Well, it's not the most efficient way, but it's the only way that I would look for it in order to identify EDTA. I mean, I could look for 132 by itself, but my purpose is to identify EDTA.
Well, it would just be another screening test. It would not positively confirm EDTA. What I need for the confirmation is the three ions I mentioned in a particular ratio. And the only way I can do that is to get the full daughter. If I look for them individually, it is not proof that the other compounds or ions are not there. In other words, if I have a camera and I look for one person, another person, another person, it doesn't prove that there aren't people between those people. So I need to look at the full spectrum to see if it's EDTA. If there's something there in the middle that doesn't belong, it's not EDTA. So I need to look at the full spectrum to determine whether or not it's EDTA.
You could be missing a lot of ions. There could be other ions there. There could be a 150, a 170. You don't know unless you look.
So if you look for only 132's, you could be missing other ions that would prove to you it was not EDTA?
All right. So in your--for the manner in which your machine works, the separation occurs in the areas of those four poles, the quadrupoles?
Well, some of the separation does take place in the chromatography, but very little. Most things are coming through a dead volume. The highest selectivity is in the quadrupoles, allowing only mass 293 to go through.
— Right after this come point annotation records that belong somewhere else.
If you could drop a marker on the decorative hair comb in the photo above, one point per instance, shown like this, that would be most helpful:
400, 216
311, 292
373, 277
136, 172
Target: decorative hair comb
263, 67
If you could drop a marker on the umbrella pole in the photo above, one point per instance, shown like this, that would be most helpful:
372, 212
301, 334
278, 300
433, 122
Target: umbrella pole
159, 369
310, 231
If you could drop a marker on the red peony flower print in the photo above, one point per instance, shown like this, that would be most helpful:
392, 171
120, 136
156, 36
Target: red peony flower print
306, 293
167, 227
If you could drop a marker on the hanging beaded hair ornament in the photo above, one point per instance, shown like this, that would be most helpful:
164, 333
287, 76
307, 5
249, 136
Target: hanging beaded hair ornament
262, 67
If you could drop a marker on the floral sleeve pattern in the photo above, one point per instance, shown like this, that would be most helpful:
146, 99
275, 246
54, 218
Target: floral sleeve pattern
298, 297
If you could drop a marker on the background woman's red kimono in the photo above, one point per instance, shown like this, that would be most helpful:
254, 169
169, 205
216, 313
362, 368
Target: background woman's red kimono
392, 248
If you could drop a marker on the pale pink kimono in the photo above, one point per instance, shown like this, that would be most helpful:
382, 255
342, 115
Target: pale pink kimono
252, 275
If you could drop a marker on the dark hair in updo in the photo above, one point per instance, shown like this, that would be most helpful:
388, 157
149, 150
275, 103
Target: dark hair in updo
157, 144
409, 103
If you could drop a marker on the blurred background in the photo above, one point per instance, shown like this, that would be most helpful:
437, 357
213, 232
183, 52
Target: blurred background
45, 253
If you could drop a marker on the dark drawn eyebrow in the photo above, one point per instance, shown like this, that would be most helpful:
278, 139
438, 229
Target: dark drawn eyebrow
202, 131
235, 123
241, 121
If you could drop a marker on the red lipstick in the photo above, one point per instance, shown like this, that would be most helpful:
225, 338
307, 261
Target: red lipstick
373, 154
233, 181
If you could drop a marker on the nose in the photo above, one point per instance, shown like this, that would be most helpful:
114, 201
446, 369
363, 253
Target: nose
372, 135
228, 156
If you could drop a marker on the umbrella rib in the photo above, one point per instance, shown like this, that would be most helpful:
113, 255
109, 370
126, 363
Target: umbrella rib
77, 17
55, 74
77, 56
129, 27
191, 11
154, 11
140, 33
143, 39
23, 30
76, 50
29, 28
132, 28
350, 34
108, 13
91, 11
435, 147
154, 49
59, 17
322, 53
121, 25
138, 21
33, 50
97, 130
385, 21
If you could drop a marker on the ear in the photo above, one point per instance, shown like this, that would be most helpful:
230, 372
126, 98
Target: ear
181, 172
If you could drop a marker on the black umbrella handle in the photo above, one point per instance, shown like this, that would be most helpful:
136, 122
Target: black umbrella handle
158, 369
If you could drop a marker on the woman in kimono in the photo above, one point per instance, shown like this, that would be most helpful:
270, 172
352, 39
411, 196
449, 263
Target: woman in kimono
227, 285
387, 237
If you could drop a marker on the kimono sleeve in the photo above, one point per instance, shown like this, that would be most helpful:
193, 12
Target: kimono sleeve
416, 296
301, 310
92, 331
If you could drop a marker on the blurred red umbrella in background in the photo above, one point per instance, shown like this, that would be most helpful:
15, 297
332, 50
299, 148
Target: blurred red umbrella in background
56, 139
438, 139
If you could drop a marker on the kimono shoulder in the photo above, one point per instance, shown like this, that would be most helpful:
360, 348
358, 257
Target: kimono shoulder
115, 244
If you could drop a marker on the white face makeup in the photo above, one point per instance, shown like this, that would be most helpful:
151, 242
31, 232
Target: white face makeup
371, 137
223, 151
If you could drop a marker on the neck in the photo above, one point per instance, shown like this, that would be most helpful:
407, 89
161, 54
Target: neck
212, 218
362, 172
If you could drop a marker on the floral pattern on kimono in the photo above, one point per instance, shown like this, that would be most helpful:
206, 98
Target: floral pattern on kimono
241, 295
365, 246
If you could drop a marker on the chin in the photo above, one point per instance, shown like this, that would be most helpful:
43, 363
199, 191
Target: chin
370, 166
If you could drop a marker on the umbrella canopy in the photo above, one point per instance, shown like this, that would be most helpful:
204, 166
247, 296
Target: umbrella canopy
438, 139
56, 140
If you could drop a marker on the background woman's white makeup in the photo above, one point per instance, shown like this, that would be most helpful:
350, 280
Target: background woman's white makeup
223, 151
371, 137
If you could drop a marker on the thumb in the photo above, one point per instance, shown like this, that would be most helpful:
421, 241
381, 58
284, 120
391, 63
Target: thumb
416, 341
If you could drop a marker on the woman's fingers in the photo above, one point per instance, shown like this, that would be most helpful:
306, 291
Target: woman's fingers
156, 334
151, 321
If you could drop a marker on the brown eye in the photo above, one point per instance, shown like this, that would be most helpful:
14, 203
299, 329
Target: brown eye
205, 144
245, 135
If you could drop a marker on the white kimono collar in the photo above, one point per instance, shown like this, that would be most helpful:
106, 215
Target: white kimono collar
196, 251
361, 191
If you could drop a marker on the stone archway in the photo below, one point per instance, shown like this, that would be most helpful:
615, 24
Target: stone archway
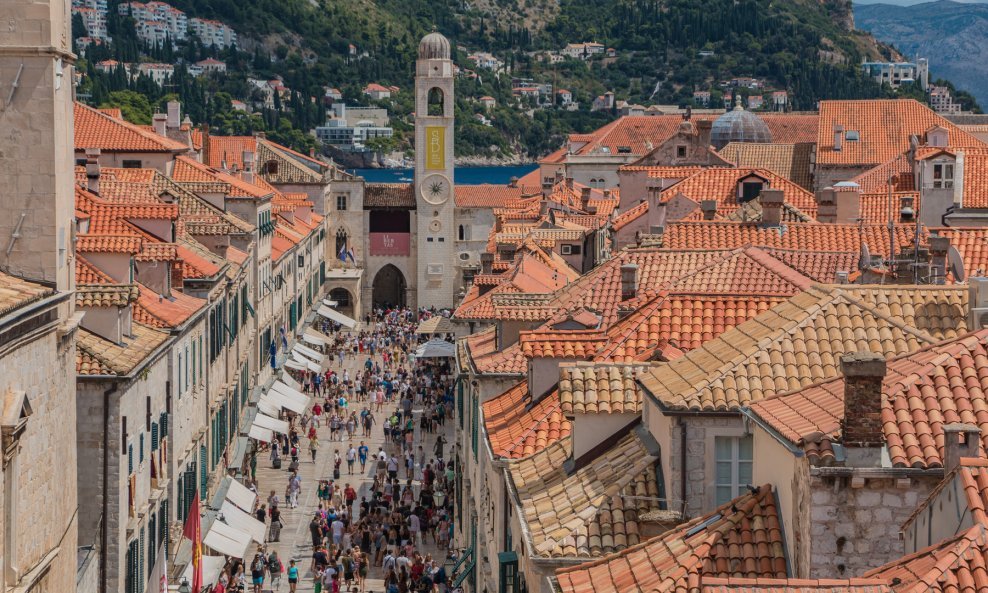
389, 287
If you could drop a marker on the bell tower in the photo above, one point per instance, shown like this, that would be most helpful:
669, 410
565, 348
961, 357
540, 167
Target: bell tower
434, 173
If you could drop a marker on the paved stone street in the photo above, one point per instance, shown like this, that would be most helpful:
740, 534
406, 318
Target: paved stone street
295, 541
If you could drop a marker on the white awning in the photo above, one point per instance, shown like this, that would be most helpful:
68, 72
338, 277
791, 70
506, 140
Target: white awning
267, 406
287, 380
261, 434
265, 421
299, 359
238, 519
288, 398
311, 339
240, 495
298, 366
212, 566
313, 354
227, 540
436, 348
337, 317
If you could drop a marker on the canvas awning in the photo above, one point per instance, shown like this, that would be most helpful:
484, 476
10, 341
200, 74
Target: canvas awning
226, 539
265, 421
240, 495
309, 352
238, 519
336, 316
289, 398
287, 380
261, 434
212, 566
436, 324
436, 348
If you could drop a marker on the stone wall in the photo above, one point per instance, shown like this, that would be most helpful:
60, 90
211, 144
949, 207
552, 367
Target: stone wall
843, 531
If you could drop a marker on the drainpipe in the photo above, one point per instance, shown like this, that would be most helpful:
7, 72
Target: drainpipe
106, 469
682, 463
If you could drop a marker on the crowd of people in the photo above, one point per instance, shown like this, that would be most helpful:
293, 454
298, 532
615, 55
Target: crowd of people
377, 510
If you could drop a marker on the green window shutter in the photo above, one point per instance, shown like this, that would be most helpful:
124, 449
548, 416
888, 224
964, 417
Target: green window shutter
203, 473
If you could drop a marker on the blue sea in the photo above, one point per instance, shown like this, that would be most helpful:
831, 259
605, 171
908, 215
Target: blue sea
463, 175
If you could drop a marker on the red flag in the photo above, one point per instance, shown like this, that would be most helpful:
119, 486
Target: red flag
193, 531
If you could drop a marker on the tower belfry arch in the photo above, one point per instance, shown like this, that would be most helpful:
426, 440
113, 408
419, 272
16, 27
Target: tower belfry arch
434, 191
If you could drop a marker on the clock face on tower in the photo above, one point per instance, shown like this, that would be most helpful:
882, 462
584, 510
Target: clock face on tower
435, 188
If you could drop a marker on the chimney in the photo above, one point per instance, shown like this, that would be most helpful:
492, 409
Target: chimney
960, 440
92, 169
174, 115
486, 263
939, 246
977, 303
863, 376
826, 201
847, 201
772, 201
160, 122
629, 281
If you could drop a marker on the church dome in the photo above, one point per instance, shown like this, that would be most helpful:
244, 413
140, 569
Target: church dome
434, 46
738, 126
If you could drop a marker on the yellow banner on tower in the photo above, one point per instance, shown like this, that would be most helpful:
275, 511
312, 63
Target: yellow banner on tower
435, 148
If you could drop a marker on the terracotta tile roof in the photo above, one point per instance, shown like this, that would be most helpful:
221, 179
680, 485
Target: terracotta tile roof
956, 564
582, 344
488, 195
105, 295
764, 585
805, 236
721, 184
109, 244
516, 428
94, 129
156, 311
594, 388
485, 357
389, 195
16, 292
798, 343
884, 127
96, 356
791, 161
592, 511
742, 538
922, 392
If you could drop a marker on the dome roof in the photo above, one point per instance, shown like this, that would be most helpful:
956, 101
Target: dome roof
738, 126
434, 46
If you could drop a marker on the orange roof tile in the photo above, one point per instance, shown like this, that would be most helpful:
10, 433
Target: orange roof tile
742, 538
94, 129
884, 127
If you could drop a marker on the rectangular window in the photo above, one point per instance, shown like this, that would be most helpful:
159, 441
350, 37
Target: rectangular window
733, 462
943, 176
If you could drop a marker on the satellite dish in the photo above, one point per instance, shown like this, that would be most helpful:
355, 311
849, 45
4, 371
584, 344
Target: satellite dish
864, 259
955, 263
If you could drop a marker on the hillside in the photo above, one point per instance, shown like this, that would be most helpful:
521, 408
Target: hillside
951, 34
664, 51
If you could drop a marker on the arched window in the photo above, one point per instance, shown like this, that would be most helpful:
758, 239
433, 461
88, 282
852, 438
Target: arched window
437, 105
341, 240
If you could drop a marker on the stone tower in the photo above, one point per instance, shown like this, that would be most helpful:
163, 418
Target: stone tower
36, 135
434, 173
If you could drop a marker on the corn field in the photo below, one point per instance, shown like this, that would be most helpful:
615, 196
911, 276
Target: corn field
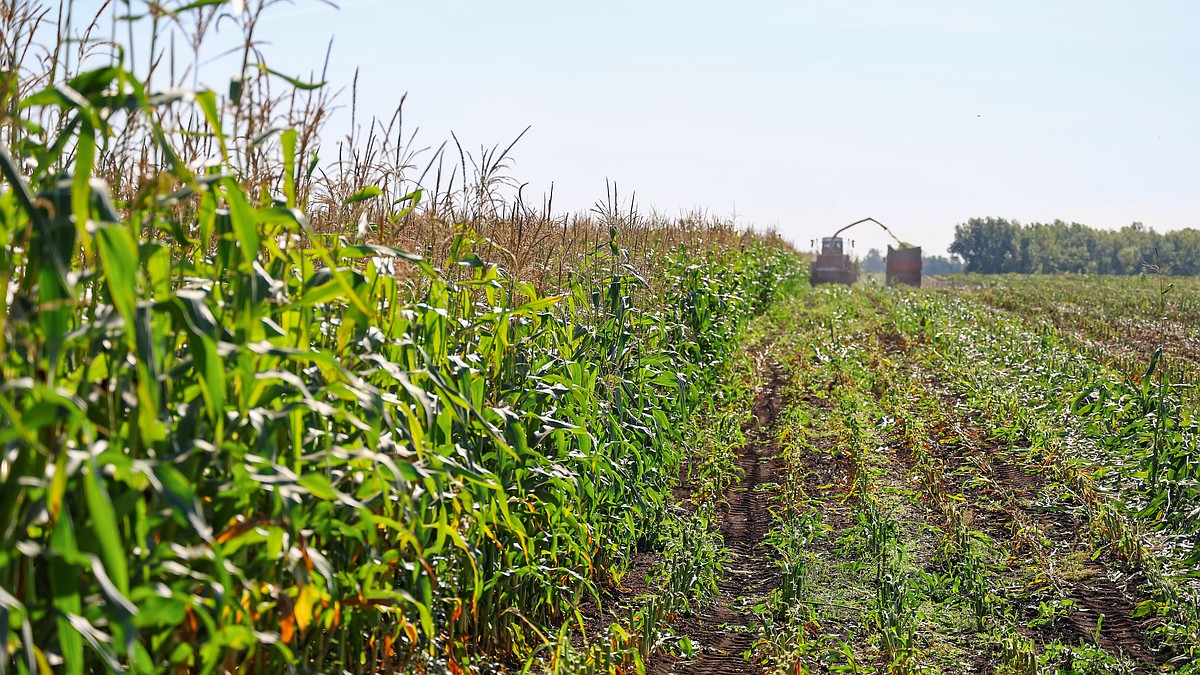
274, 406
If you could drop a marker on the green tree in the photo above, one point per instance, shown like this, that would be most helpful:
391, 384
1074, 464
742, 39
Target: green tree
987, 245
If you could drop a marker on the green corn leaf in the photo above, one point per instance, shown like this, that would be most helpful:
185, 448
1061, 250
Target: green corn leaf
107, 529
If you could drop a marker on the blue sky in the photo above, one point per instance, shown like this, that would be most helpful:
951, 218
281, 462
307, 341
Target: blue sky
803, 115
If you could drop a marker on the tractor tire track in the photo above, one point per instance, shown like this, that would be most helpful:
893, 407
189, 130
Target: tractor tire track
727, 631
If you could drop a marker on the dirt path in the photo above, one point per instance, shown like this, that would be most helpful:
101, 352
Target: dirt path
725, 632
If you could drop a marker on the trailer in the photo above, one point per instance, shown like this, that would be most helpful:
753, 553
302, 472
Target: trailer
834, 266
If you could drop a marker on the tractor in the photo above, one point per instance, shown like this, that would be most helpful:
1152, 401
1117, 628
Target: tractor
834, 266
Okay. So in the column that you--in the way you use your machine, the column is not particularly used for separation purposes?
Okay. It does not have the identification properties or capabilities that Dr. Rieders' machine does, correct?
Okay. So given what you're saying, sir, the fact that in your machine, all material is pretty much going to pass through the column at about the same time as opposed to Dr. Rieders' machine in which things pass through the column at very different times, would it ever be appropriate to use retention time as a factor to determine whether or not you identify a compound?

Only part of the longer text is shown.